Showing posts with label forums. Show all posts
Showing posts with label forums. Show all posts

Tuesday, November 9, 2010

Forum: Background Assumptions and Bias


Think about your sub-topic for your term paper. Then spend AT LEAST 10 full minutes brainstorming about what background assumptions, knowledge, principles, preferences, and ideas might influence the way you perceive arguments about your sub-topic.

Post your answers in comments. Don't forget to include an explanation of your sub-topic.

Photo of Rodin's Le Penseur (c) 2005 by Piero d under Creative Commons Attribution license

http://commons.wikimedia.org/wiki/File:Rodin_le_penseur.JPG

Thursday, October 28, 2010

Forum Assignment: Argument Maps

Work on your argument map for a few hours. After you've worked for some time, think about what major question or questions you're running into. It can be a question about your argument itself (you suddenly realized you didn't understand part of your argument until you tried to put it down systematically); how the program works; how to arrange claims (how the claims fit together to form an argument); whatever questions you've run into, and you can't figure out for yourself after puzzling over it for a while. Put your questions below in comments.

Thursday, September 2, 2010

Forum 2: Breaking Questions Down

Update:
Don't forget to include your name, unless your screen name includes your first and last name. Otherwise I can't credit you for doing the assignment!

If you forgot to include your name, write a second post, saying what time you posted, what your screen name was, and what your actual name is (you can use just a last initial if you prefer).

Background
In our fictional story, Corinne has claimed that Cromwell's Discriminatory Harassment Policy violates her rights to freedom of expression under the First Amendment to the Constitution of the United States.

We looked at the first amendment, and looked at an overview of how the first amendment has been interpreted. We found that the court generally tries to balance the interest an individual has in the expression at issue, versus the interest the state (in this case, the state is represented by the school) has in limiting that expression.

We then generated two further, central questions:
1. What is the interest an individual has in free expression? What's good about letting people express their beliefs, even if those beliefs are offensive?
2. What interest does the school have in limiting the expression of offensive or hostile beliefs?

Assignment
Using those two questions as a springboard, generate at least two more questions that you'd want to have answers to, before you could answer the general question about whether the school's policy is unconstitutional or not.

Remember that a good way to generate questions is to throw ideas around, and then turn claims into questions. You can also do some research to help generate further questions.
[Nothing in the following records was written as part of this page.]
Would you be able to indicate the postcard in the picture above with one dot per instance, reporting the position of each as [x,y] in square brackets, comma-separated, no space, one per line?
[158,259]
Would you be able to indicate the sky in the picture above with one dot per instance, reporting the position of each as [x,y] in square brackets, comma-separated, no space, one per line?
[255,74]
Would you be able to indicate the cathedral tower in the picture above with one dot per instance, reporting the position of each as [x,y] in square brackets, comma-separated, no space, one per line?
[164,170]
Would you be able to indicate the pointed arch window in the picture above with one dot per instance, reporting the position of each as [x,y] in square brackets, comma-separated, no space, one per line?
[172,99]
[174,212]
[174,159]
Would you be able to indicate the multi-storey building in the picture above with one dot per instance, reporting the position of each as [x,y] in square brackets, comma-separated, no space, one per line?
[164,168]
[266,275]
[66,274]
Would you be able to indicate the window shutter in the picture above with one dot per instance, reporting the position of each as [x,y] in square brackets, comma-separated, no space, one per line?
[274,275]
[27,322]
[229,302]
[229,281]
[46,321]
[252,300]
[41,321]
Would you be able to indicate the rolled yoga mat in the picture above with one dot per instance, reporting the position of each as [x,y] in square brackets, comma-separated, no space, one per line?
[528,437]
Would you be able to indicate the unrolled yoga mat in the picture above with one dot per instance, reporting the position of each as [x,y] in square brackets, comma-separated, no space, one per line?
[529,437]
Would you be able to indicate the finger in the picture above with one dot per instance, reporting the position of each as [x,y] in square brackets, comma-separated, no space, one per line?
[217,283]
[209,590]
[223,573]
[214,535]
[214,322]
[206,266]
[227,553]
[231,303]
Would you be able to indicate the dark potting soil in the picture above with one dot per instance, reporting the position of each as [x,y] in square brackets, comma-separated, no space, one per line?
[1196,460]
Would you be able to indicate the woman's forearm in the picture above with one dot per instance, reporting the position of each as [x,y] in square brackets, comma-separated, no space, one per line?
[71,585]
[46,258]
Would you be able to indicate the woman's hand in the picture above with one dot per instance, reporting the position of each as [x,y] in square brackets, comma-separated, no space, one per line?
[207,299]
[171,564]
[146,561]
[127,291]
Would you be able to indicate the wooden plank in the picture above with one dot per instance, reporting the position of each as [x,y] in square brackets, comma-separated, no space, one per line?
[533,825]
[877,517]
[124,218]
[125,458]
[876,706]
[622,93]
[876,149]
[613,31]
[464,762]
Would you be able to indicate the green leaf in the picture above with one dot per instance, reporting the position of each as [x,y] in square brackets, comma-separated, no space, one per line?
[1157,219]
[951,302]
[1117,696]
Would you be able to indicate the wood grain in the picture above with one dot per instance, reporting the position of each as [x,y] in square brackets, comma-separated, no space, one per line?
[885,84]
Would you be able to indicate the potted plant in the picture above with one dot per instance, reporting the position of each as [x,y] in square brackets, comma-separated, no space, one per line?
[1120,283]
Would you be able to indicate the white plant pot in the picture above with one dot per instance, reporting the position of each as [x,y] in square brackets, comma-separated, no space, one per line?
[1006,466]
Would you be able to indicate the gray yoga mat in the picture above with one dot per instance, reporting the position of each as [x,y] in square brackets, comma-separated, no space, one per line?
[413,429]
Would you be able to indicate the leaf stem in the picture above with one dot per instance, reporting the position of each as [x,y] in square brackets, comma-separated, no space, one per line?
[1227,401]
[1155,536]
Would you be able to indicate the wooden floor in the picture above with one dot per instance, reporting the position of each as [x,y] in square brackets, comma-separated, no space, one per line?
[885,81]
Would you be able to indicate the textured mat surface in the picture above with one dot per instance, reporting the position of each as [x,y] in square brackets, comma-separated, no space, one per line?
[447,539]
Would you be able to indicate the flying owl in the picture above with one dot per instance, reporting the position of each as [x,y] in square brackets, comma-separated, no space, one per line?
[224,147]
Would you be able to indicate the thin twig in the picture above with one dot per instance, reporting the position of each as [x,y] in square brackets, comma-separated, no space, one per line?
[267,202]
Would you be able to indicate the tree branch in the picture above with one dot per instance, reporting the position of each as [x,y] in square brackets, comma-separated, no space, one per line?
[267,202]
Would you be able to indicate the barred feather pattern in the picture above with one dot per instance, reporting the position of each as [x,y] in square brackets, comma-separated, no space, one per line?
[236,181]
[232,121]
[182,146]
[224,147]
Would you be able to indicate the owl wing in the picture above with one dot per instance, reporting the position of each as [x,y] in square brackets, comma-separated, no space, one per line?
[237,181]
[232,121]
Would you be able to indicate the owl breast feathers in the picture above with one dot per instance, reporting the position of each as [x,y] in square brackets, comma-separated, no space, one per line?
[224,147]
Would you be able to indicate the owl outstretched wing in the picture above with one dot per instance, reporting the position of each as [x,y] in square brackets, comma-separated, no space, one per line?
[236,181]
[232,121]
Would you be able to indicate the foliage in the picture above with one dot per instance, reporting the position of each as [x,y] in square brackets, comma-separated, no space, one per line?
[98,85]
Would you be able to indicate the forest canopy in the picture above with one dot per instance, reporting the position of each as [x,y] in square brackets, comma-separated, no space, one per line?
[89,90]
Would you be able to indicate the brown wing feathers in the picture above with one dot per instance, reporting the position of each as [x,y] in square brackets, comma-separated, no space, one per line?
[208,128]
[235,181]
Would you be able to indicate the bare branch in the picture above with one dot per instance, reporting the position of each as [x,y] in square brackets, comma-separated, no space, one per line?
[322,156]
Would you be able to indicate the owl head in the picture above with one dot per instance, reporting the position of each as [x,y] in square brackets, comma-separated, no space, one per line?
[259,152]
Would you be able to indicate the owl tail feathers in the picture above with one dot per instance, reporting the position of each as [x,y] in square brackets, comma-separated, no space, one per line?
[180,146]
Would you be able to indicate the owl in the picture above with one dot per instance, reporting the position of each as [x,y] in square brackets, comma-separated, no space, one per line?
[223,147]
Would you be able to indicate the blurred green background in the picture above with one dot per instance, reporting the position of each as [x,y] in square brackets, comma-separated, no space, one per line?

We're getting into a level of depth, now, that will make this assignment challenging, but you can do it!

Post your answers in comment, below.

Answers are due no later than 4 a.m. on Monday, September 6. Ideally, they'll be posted by 6 p.m. on Saturday, September 4.

Confederate flag images (c) William Quigley under Creative Commons attribution/share alike

Thursday, August 26, 2010

Forum 1: Research


We're currently trying to evaluate the claim that it is/is not reasonably foreseeable that the Confederate Battle Flag would create a hostile atmosphere. As part of that, we were researching the ways in which the flag has been used - which groups used it and when, what it symbolized at the time, and how it was interpreted through its history.

All of you wrote about the history of the flag's design during the Civil War in the U.S., and its use by the then Confederate States of America during that war. A few of you mentioned in passing that the flag was used since then by various hate groups like the Ku Klux Klan and other White Supremacist groups.

The flag's use has a much longer history, though, as it came to be employed again in the 1940s as a symbol of opposition to integration and civil rights. One student included that history in the assignment, and I would argue that that information contributes significantly to our development of the question at issue.

For your forum assignment, answer BOTH questions below. You should write at least one substantial paragraph for each question.

1. How does your thinking develop about the meaning of the Confederate Battle flag as a symbol, as you gain further information about its history and use?

2. What specific steps can you take next time to improve your research, so that you're more likely to learn important facts about the issue at hand? (if you included substantial history about the use of the flag in the early 20th century, please write about what steps you took that helped you find this information.)